Englewood Hospital and Medical Center Cleveland, OH
Ji Seok Park, MD, Sang Min Chang, MD, Sandarsh Kancherla, MD, FACG; Englewood Hospital and Medical Center, Englewood, NJ
Introduction: Bladder cancer is the most common malignancy in the urinary system. Distant metastasis infers poor prognosis with a 5-year survival rate of only 5%. The metastasis commonly involves liver, lung, and bone, but there have been a few case reports on rare metastasis to intestine, spleen, and pancreas. Our case report emphasizes the early clinical recognition of a clinical syndrome, which should suggest bladder cancer with metastasis to the pancreas rather than primary pancreatic cancer or cholangiocarcinoma.

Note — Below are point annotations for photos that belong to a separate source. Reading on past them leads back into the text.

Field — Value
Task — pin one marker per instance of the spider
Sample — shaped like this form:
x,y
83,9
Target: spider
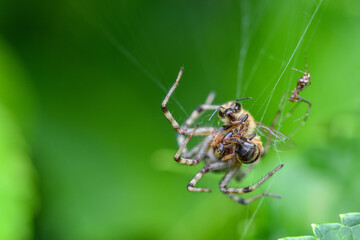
x,y
223,149
302,83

Methods: A 73-year-old male with a past medical history of smoking, transitional cell bladder cancer, diagnosed 10 years ago, status post cystoprostatectomy with metastatic recurrent in cervical and mediastinal lymph nodes, followed by immunotherapy and chemotherapy with radiologic improvement, presented with abdominal pain. Lipase was 7214 U/L with a normal hepatic function panel. CT did not show any signs of pancreatitis and the patient started tolerating diet and was discharged. However, he was readmitted with abdominal pain and found to have Lipase of 9498 U/L and AST/ALT 226/198 with ALP 220. MRCP showed a 1.4 cm stricture in the CBD and ERCP with biliary stent placement was done (Figure 1). Cytology from biliary brush was negative for malignant cells. He continued to have vague abdominal pain and an MRI was done which showed pancreatic head soft tissue measuring up to 3.5cm with downstream ductal distention to 3mm (Figure 2). EUS showed a mass in the head of the pancreas with peripancreatic lymphadenopathy. FNA biopsy on the pancreas head and peripancreatic lymph nodes showed metastatic poorly differentiated urothelial carcinoma. The patient was referred to his previous oncologist to discuss further care. Discussion: Bile duct stricture with elevated lipase in metastatic bladder cancer is a clinical situation where metastasis in the pancreas should be suspected strongly. ERCP with EUS guided pancreas biopsy or adjacent lymph nodes biopsy can make the diagnosis. As the treatment for transitional cell carcinoma is different from cholangiocarcinoma or pancreatic cancer, it is important to make the correct diagnosis.
High-grade CBD stricture
Heterogenous pancreatic head mass measuring up to 3.5cm with downstream pancreatic ductal distention to 3mm with associated cut off at the pancreatic neck
Disclosures: Ji Seok Park indicated no relevant financial relationships. Sang Min Chang indicated no relevant financial relationships. Sandarsh Kancherla indicated no relevant financial relationships.